CBB still has its pockets. I think the style diversity is still there by and large, and that, along with the atmospheres, will carry it a long way provided we don't go to full-on NBA or international rules.

Re: the shorter shot clock. Sure, it helps good defensive teams, but it creates a lot more possessions. That means there's less incentive to play slow and defend than there was 15, 20 years ago, just by virtue of the fact that that style now has to succeed over 68 or 70 trips instead of 62 or 64.

  • Love 1
Posted
1 hour ago, Cool Hand Lucroy said:

Great post. And I'm not going to pretend it was always better back in the old days, either, but you certainly lose something when you sell out to create offense and focus on "product." I really miss those Temple teams, too. Haven't seen a team really commit to the matchup zone in decades.
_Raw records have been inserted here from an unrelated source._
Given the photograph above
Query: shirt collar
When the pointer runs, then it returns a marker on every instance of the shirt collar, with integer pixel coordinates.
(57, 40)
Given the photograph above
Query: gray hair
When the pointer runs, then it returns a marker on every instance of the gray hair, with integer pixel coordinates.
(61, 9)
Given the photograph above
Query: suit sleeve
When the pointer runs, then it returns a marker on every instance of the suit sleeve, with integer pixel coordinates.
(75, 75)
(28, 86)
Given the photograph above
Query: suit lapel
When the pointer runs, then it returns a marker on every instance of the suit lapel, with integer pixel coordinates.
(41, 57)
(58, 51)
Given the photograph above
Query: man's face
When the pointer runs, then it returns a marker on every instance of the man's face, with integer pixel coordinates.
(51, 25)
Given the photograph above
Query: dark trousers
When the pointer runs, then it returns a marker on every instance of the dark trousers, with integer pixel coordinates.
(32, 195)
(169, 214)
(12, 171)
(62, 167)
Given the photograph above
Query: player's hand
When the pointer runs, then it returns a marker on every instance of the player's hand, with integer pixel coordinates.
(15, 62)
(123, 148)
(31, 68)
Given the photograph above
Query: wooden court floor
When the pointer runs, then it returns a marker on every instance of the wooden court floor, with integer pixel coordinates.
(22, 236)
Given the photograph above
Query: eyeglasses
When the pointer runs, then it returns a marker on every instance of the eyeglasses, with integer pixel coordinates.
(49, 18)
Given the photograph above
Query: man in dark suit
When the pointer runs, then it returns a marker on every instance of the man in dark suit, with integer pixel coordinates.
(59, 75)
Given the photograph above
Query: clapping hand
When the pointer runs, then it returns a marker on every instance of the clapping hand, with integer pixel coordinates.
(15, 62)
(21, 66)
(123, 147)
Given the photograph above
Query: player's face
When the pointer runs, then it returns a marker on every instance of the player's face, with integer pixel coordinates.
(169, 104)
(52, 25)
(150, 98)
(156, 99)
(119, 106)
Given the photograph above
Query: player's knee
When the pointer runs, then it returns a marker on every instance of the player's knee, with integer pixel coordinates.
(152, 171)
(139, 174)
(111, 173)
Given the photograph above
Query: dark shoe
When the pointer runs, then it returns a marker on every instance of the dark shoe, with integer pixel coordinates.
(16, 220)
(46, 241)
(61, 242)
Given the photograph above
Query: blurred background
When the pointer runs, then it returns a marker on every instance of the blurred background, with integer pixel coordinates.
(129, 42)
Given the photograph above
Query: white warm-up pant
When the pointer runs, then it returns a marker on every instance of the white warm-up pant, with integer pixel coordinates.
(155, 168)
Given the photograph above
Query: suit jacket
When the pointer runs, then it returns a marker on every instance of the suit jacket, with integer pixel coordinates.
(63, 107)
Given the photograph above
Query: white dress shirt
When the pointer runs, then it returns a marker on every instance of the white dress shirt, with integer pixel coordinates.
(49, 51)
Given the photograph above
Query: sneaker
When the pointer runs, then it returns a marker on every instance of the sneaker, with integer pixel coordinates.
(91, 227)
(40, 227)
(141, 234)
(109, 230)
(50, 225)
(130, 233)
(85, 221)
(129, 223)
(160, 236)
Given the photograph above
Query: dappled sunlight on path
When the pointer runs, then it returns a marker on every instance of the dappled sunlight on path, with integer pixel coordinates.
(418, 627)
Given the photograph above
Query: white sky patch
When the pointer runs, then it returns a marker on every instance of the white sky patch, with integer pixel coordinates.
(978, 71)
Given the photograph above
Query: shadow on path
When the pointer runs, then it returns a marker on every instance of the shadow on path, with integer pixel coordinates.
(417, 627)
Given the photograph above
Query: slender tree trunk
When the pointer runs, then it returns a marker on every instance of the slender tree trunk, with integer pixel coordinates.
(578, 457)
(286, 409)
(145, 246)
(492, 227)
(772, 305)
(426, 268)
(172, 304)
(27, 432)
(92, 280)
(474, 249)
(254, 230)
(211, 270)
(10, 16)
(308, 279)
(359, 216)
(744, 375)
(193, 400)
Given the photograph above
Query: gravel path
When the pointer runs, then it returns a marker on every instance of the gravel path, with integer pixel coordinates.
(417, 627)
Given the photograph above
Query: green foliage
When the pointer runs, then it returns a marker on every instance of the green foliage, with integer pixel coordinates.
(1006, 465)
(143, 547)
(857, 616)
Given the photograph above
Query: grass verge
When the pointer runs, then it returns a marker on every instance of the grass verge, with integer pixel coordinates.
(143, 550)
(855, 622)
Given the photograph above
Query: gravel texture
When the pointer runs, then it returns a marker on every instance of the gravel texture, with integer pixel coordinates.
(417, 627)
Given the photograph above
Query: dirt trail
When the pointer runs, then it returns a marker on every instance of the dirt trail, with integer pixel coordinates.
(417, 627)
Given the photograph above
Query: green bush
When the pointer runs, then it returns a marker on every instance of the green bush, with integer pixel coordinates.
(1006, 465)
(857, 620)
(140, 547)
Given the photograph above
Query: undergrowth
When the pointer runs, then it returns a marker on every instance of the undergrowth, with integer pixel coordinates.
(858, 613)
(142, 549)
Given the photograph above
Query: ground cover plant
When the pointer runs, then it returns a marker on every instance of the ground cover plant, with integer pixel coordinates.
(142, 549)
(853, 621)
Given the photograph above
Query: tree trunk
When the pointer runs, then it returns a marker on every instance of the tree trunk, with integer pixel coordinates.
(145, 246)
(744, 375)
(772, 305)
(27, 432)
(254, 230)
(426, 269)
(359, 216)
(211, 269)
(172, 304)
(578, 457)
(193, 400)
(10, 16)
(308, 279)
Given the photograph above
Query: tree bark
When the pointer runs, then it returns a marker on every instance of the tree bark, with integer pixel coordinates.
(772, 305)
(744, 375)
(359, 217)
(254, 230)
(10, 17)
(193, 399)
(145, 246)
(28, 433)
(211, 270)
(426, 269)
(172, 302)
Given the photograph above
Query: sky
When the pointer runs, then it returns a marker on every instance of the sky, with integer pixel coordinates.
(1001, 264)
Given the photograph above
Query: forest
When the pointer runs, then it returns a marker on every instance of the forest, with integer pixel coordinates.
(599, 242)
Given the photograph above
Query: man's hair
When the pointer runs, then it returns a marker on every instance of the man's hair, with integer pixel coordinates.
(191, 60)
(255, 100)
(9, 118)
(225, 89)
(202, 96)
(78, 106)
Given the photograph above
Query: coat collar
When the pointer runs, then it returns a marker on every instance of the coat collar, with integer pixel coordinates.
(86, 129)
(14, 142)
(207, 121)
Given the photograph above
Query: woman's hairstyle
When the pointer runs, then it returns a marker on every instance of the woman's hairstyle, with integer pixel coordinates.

It says something that teams with those signature styles are abandoning them. Badgers don't run the swing. Tony B is retired, and Virginia's less and less a pack-line team. Northwestern and the Princeton-offense coaching tree still runs a lot of backdoor action, but it's more about clearing space for shooters. Heck, Bucky Ball is the closest thing to "40 minutes of hell," and it was a little less Bucky-ish and A&M than it was at Samford.

Honestly, part of me wonders if it isn't as much the youth sports structure as it is anything else. Kids play so many GAMES now, and games are actually a pretty bad way to teach basketball. The NBA is selecting for freakish height/athleticism combos, Michigan won a title with that approach, and, more and more games aren't about tactics as they are about personnel. Everyone has 5 guys who can shoot. Everyone's 6-4 or bigger. Roll out the ball and see who can get the rim and make triples, factoring in the whims of the whistle.

CBB still has its pockets. I think the style diversity is still there by and large, and that, along with the atmospheres, will carry it a long way provided we don't go to full-on NBA or international rules.

Re: the shorter shot clock. Sure, it helps good defensive teams, but it creates a lot more possessions. That means there's less incentive to play slow and defend than there was 15, 20 years ago, just by virtue of the fact that that style now has to succeed over 68 or 70 trips instead of 62 or 64.

Yeah, Bucky McMillan. I thought about Samford but couldn't come up with the coaches' name. Great example.